A indústria farmacêutica mostrou repetidamente por que "regulamentação" não deve ser um palavrão na política americana:

--No início dos anos 1960, muitos países permitiram a "droga maravilhosa" talidomida para tratar enjoos matinais em gestantes. Uma médica heroica da FDA, Frances Kelsey, resistiu à pressão da indústria para aprovar a talidomida nos EUA, assim evitando milhares de terríveis defeitos de nascença como os que foram causados em outros países.

--Em meados dos anos 1990, as companhias farmacêuticas afirmaram que os médicos sistematicamente subtratavam a dor, e como solução os fabricantes comercializaram opioides de forma agressiva. O comportamento das empresas foi às vezes criminoso (executivos da companhia que fabricava OxyContin se confessaram culpados de acusações criminais), mas também enormemente lucrativo. Isto ajudou a causar uma crise de dependência de analgésicos vendidos sob receita e de heroína; hoje, as superdoses de drogas matam mais americanos que as armas ou os carros.

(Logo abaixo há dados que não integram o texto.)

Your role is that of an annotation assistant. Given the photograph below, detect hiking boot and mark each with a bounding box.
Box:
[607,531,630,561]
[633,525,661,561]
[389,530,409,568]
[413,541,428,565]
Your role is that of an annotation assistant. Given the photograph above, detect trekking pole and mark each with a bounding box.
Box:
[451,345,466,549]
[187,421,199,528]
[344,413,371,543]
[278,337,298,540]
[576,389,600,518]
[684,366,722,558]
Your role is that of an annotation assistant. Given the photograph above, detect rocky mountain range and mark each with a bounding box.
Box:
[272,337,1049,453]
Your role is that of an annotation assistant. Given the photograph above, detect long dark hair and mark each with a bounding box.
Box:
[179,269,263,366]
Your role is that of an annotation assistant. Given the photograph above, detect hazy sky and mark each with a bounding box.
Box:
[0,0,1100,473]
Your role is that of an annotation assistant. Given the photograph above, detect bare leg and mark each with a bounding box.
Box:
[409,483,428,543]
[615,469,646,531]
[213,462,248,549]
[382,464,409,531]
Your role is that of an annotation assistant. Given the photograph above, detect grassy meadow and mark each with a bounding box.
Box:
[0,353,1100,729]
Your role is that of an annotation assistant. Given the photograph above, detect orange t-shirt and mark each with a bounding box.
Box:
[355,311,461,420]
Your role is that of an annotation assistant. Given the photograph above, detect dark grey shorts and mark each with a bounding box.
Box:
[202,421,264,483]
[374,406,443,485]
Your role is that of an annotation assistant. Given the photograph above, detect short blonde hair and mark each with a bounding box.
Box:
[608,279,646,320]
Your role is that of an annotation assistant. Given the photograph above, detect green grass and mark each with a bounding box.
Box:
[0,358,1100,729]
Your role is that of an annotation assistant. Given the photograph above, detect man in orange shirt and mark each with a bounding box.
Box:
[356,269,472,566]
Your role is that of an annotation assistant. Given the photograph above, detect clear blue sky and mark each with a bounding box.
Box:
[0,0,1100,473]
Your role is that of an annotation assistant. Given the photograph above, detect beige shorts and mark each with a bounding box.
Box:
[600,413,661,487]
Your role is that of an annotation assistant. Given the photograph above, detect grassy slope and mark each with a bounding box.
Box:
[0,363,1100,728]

--Em uma coluna recente, contei novamente como a Johnson & Johnson comercializou enganosamente um remédio antipsicótico chamado Risperdal, escondendo por exemplo o fato de que ele pode fazer os meninos terem seios grandes e caídos. A J&J foi apanhada, confessou-se culpada e pagou mais de US$ 2 bilhões em penalidades e acordos --mas também registrou US$ 30 bilhões em vendas de Risperdal. O executivo que supervisionou essa iniciativa ilegal de marketing foi Alex Gorsky, mais tarde promovido a executivo-chefe da J&J. Quando se é uma companhia farmacêutica, o crime às vezes compensa.

É verdade que as farmacêuticas literalmente salvam vidas, é claro. De fato, elas podem ter me salvado da malária. Steven Francesco diz que enquanto uma droga matou Andrew outra parecia ajudá-lo, embora ele diga também que a terapia animal, na forma de um cachorro, pareceu ajudar mais. A saúde mental das crianças é especialmente complexa, com difíceis meandros, e exige supervisão.

Pense nos carros: eles também oferecem um enorme benefício, mas necessitam de uma regulamentação cuidadosa.

Por isso, se você concorda com a gritaria dos políticos hoje contra a regulamentação, ou se você pensa que as empresas farmacêuticas devem gozar do direito à livre expressão para vender remédios, então fale com uma família que luta contra o vício em opiáceos. Ou com o pai de um filho da talidomida. Ou consulte a família enlutada de Andrew Francesco.